Güvençer Mustafa, Dalbayrak Sedat, Tayefi Hamid, Tetik Süleyman, Yilmaz Mesut, Erginoğlu Ufuk, Baskan Özdil, Güran Salih, Naderi Sait
Department of Anatomy, Dokuz Eylül University, Balçova, Izmir, Turkey.
Surg Radiol Anat. 2009 Apr;31(4):251-7. doi: 10.1007/s00276-008-0435-1. Epub 2008 Nov 8.
L5-S1 instabilities can be fixated using minimally invasive presacral approach. The close relationship between the sacrum and neurovascular as well as intestinal structures may complicate the procedure during this approach. This requires knowledge regarding the normal anatomy of the presacral area to avoid the iatrogenic injuries. The aim of this study was to measure the distance between the sacrum and the structures anterior to it.
The measurements were performed on ten cadavers fixed with formaldehyde and ten MR imaging studies on individuals without any pathology in the presacral area. The distances between the sacrum and the presacral structures (i.e., middle and lateral sacral arteries, sympathetic trunks, internal iliac arteries and veins, and colon/rectum) were measured.

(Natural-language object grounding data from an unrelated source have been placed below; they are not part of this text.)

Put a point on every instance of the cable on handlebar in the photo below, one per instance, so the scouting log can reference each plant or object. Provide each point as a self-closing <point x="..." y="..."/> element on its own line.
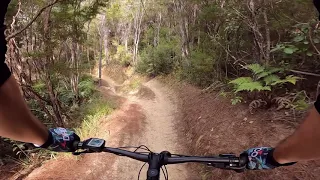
<point x="141" y="170"/>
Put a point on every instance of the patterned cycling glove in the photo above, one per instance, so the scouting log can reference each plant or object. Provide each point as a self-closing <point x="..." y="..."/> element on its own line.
<point x="61" y="140"/>
<point x="262" y="158"/>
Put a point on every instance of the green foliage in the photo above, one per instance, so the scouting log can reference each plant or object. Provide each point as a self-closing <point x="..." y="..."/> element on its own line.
<point x="200" y="70"/>
<point x="157" y="60"/>
<point x="236" y="100"/>
<point x="122" y="55"/>
<point x="263" y="79"/>
<point x="86" y="87"/>
<point x="91" y="112"/>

Cadaver study showed that the middle sacral artery was located on the right side in 55.0%, on the left side in 31.7%, and on the midline in the 13.3% of cases. The distance between the sacral midline and middle sacral artery was found to be 8.0 +/- 5.4, 9.0 +/- 4.9, 8.7 +/- 6.0, 8.6 +/- 6.4, and 4.7 +/- 5.0 mm at the levels of S1-2, S2-3, S3-4, S4-5, and S5-coccyx, respectively. The distance between the sacral midline and the sympathetic trunk ranged between 22.4 +/- 5.8 and 9.5 +/- 3.2 mm in different levels between S1 and coccygeal level. The study also showed that the distance between the posterior wall of the intestine (colon/rectum) and the ventral surface of the sacrum can be as close as 11.44 +/- 7.69 mm on MR images.

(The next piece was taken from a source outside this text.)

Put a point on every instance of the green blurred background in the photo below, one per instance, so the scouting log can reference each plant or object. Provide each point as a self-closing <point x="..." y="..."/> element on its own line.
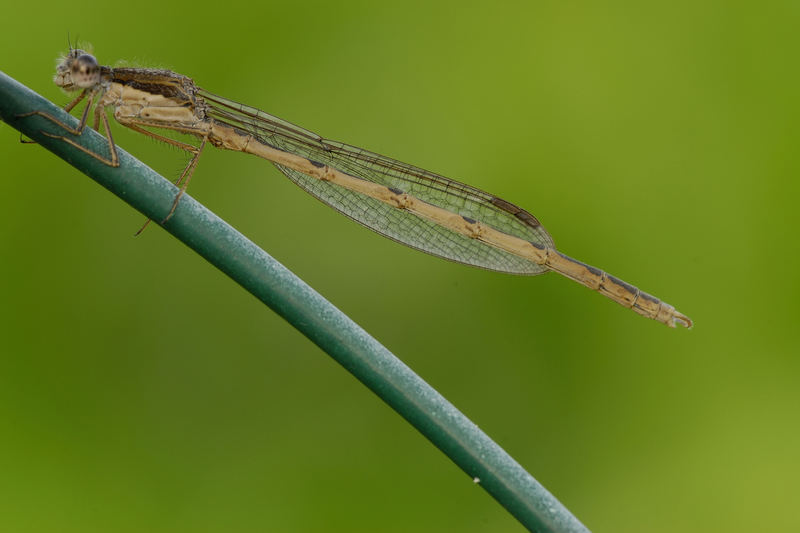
<point x="142" y="390"/>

This study showed that there was close distance between the sacral midline and the structures anterior to it. The close relationships, as well as the potential for anatomical variations, require the use of sacral and presacral imaging before presacral approach.
L5 - S1节段不稳可采用微创骶前入路进行固定。骶骨与神经血管以及肠道结构的紧密关系可能会使该入路手术复杂化。这就需要了解骶前区域的正常解剖结构,以避免医源性损伤。本研究的目的是测量骶骨与其前方结构之间的距离。

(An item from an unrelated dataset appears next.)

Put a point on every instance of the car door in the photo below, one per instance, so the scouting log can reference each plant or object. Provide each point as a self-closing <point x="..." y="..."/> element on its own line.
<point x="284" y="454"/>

对10具用甲醛固定的尸体以及10例骶前区域无任何病变的个体的磁共振成像研究进行测量。测量骶骨与骶前结构(即骶中动脉和骶外侧动脉、交感干、髂内动静脉以及结肠/直肠)之间的距离。
尸体研究表明,骶中动脉位于右侧的占55.0%,位于左侧的占31.7%,位于中线的占13.3%。在S1 - 2、S2 - 3、S3 - 4、S4 - 5和S5 - 尾骨水平,骶骨中线与骶中动脉之间的距离分别为8.0±5.4、9.0±4.9、8.7±6.0、8.6±6.4和4.7±5.0毫米。在S1至尾骨水平的不同节段,骶骨中线与交感干之间的距离在22.4±5.8至9.5±3.2毫米之间。该研究还表明,在磁共振图像上,肠壁(结肠/直肠)后壁与骶骨腹侧面之间的距离可近至11.44±7.69毫米。
本研究表明,骶骨中线与其前方结构之间距离很近。这种紧密关系以及解剖变异的可能性要求在骶前入路前使用骶骨和骶前成像技术。